5. Surface forcing - NOC-MSM/Regional-NEMO-Medusa GitHub Wiki

1. Extract ERA5 data

The model is forced by ERA5 data.

The ERA5 data for the EAfrica domain can be downloaded from the livljobs server, using modified scripts from nibrun.

On livljobs7, change directory to one with a lot of space, and copy over the main ERA5 download script from github::

https://github.com/NOC-MSM/DEV_nibrun/blob/master/FORCING_DATA/OFFICIAL_Generate_NEMO_Forcing_NEWERA.py

In OFFICIAL_GENERATE_NEMO_Forcing_NEWERA.py, change the date range of the data and also the lat and lon coordinates of the region you want to extract. IMPORTANT: Make sure the extracted region is larger than your model domain size.

You also need to update path_EXTRACT and path_FORCING, but path_ERA5 should remain the same (if running on a livljobs server).

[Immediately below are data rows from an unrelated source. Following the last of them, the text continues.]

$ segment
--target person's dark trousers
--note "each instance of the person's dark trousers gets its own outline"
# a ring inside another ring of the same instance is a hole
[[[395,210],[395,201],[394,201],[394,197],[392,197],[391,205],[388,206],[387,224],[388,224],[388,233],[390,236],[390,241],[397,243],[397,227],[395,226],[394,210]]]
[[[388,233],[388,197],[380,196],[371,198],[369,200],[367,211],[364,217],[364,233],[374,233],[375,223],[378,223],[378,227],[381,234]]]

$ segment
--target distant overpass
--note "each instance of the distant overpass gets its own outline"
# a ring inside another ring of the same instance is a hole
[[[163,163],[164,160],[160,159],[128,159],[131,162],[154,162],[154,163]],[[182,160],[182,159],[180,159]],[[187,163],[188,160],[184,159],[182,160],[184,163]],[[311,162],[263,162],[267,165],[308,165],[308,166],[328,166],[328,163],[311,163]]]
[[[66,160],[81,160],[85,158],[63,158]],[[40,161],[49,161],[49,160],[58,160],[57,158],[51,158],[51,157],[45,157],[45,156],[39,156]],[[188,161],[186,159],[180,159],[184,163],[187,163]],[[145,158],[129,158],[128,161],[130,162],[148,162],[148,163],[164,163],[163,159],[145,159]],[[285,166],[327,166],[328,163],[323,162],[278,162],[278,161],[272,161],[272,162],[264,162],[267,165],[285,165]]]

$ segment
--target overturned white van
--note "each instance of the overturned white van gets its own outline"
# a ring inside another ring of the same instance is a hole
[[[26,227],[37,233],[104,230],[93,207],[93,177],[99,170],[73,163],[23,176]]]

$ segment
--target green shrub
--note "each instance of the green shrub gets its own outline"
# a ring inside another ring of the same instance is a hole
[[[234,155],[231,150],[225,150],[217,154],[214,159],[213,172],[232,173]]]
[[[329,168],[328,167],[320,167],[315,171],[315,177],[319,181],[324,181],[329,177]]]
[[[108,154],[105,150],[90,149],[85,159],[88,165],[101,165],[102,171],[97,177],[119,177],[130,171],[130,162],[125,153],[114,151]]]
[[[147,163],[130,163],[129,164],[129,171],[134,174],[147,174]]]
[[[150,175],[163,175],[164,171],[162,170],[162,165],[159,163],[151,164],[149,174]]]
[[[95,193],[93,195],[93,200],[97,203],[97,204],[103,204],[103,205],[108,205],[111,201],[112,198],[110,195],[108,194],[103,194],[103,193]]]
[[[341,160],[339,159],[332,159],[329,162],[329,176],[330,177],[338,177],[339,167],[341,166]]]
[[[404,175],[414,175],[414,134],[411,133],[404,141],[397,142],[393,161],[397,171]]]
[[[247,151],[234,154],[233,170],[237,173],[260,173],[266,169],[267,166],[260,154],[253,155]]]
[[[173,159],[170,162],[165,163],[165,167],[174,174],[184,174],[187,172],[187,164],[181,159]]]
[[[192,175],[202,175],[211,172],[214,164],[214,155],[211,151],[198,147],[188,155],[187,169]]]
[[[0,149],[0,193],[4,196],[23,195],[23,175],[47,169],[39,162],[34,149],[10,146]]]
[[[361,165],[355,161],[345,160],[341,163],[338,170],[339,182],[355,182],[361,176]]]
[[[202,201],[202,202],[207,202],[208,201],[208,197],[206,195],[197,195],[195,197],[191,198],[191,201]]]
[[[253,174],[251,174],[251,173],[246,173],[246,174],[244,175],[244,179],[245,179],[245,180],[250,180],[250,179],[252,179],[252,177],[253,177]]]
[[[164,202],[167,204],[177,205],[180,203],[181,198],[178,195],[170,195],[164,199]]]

I did the EAfrica ERA5 extraction here on livljobs7 : /work/valegu/Generate_Forcings_EA_R12/

vi OFFICIAL_Generate_NEMO_Forcing_NEWERA

#
#====================== DOCSTRING ============================
"""
Generate ERA5 atmospheric forcing for NEMO
So far to prduce a year by a year - need to be automated
--------------------------------------------------------------
"""
__author__      = "Nicolas Bruneau"
__copyright__   = "Copyright 2018, NOC"
__email__       = "[email protected]"
__date__        = "2018-05"

#====================== USR PARAMS ===========================

Year_init    = 2015                                             ## First year to process          
Year_end     = 2015                                             ## Last one [included]
East         =   44                                             ## East Border
West         =   38                                             ## West Border
North        =   -1                                             ## North Border
South        =   -12                                            ## South Border
path_ERA5    = '/projectsa/NEMO/Forcing/ERA5/SURFACE_FORCING/'  ## ROOT PATH OD ERA5 DATA
path_EXTRACT = './EXTRACTION/'                                  ## WHERE TO EXTRACT YOUR REGION
path_FORCING = './FORCING/'                                     ## NEMO FORCING
clean        = False                                            ## Clean extraction (longest bit)
sph_ON       = True                                             ## Compute specific humidity or not

#================== NEMO DOCUMENTATION =======================

"""
See the manual in section SBC for more details on the way data
are used in NEMO
The time variable from the netcdf is not used
"""

#====================== LOAD MODULES =========================

import os, sys, glob
import subprocess
import numpy as np
import datetime
from   netCDF4 import Dataset, MFDataset
import netcdftime
import matplotlib.pyplot as plt
from   matplotlib.mlab import griddata
import scipy.spatial.qhull as qhull

#====================== VARIABLE DEF =========================

var_path = { "10m_u_component_of_wind" : "u10", \
             "10m_v_component_of_wind" : "v10", \
             "2m_temperature"          : "t2m", \
             "mean_sea_level_pressure" : "msl", \
             "mean_snowfall_rate"      : "msr" , \
             "mean_surface_downward_long_wave_radiation_flux"  : "msdwlwrf", \
             "mean_surface_downward_short_wave_radiation_flux" : "msdwswrf", \
             "mean_total_precipitation_rate" : "mtpr" }

if sph_ON :
   var_path[ "surface_pressure"  ] = 'sp'
   var_path[ "2m_dewpoint_temperature" ] = 'd2m'

#===================== INTERNAL FCTNS ========================

help_tosec = np.vectorize( lambda x : x.total_seconds() )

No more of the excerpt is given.